While an email Gruver sent to Quaid suggested he might be able to import some items legally because they were old enough to get around CITES regulations, a message he sent to his brother in June 1999 suggests Gruver may have artificially aged some of the imports and then used a bath of Liquid Smoke to disguise the smell: “the reason that I need that liquid smoke is that I engage in let’s say, ahhhhhhh, certain restorative techniques on numbers of tribal objects that I bring into the country. This is not supposed to be done, but if an item is OK, but does not have much of a ‘patina’ that everyone looks for and values, then I work on it until it does have a killer patina. Trouble is, the ‘secret materials and techniques’ that I use often leave a, ummmmm, ‘modern’ sort of smell, you see. And, often as not, that woodsmoke ‘TRIBAL’ – ‘REALLY AND TRULY GENUINE PRIMITIVE’ smell will make the sale, after the correct ‘look’ has already captivated the collector.”

An unspecified purple juice was another tool in Gruver’s toolbox. The indictment quotes an email Gruver sent in October 1999 to a contact in Malaysia, “J.T.,” that states, “I just sustained some very heavy losses in U.S. Customs. I still want to take the chance on the hornbill but only if you can do the following – stain everything with the purple juice and do not buff or polish. I know it will look enough like wood carvings to pass almost any inspection.”

Closing In

In February 2002, special agents from the Fish and Wildlife Service conducted a search of Gruver’s home. There, the indictment states, they found items made from leopards, cloud leopard, and Asiatic black bear. It further states that in July 2003, Gruver imported five elephant ivory carvings from China without the required CITES documentation.

In October 2003, a federal grand jury handed up an indictment against Gruver and Muldoon, listing 12 counts of conspiracy and illegal importation. A month earlier, the U.S. Attorney’s Office in Honolulu brought four misdemeanor charges against Robert Weisblut of Maryland, president of the International Ivory Society, in connection with the actions of Gruver and Muldoon. Assistant U.S. Attorney Osborne told Environment Hawai’i that Weisblut pleaded guilty on February 27, 2004 to a charge of causing the shipment of helmeted hornbill earweights.
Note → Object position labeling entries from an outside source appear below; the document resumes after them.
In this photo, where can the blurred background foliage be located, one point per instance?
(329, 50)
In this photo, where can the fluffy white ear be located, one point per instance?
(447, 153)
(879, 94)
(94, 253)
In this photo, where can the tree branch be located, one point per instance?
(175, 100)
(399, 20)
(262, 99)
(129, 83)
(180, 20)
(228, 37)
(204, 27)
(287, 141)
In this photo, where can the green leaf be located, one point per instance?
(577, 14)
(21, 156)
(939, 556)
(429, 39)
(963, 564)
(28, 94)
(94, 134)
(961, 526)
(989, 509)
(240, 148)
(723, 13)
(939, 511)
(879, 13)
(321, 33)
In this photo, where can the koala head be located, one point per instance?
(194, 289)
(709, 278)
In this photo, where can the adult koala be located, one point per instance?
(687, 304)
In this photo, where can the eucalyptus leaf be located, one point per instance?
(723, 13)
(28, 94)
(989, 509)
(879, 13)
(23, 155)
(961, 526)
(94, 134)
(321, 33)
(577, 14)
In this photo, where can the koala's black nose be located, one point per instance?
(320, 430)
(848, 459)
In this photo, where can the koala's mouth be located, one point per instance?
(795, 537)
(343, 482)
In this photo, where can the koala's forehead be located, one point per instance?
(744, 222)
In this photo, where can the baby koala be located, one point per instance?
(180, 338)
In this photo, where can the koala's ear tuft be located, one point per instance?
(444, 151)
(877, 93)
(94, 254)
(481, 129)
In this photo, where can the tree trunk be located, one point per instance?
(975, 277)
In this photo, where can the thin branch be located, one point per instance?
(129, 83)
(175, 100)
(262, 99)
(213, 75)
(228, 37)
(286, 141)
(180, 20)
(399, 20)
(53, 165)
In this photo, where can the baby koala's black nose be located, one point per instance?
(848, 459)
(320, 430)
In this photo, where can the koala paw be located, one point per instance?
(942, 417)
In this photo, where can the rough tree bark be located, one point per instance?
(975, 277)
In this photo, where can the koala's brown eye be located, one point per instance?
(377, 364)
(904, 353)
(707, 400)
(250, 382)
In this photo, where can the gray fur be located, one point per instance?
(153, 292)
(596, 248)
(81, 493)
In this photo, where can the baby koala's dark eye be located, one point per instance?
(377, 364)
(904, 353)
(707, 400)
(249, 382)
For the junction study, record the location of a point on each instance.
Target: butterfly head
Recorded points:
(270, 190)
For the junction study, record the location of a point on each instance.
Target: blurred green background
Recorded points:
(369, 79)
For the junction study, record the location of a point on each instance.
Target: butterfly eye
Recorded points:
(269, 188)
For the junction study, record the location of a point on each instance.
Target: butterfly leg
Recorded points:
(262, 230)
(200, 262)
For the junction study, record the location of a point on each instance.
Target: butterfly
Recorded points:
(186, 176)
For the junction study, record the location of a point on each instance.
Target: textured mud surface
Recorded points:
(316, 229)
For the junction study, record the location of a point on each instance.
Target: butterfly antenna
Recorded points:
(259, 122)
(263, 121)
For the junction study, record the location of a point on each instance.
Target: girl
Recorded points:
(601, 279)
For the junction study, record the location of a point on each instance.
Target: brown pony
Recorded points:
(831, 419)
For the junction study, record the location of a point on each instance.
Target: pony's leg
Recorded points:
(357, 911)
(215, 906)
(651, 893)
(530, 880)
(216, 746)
Sentencing is scheduled for June 15, Osborne said.

In December, a superseding indictment charged them with 11 counts – one of conspiracy to import illicit merchandise and to engage in the sale and purchase of such merchandise; and 10 counts of importing and selling items in contravention of the Endangered Species Act and CITES.

On April 8, U.S. District Judge Susan O. Mollway heard motions filed by Gruver’s attorney, Peter Wolff of the federal public defender’s office, to suppress evidence and to dismiss all counts except the conspiracy charge. Wolff is challenging the validity of the search warrant and all evidence obtained from it, including the email correspondence stored on Gruver’s computer.

Osborne said Mollway had asked “both sides to provide additional citations on limited issues,” oral arguments for which were scheduled for April 26, if Mollway determined there was a need for them.

If the motion to suppress evidence is granted, Osborne said, the federal prosecutors would still have the statements of the undercover agents, the items they purchased from Gruver and emails from him, the shipments seized by Customs, and the testimony of Weisblut against Gruver. The trial is tentatively scheduled to begin on May 18 at 9 a.m. in the courtroom of Judge Mollway.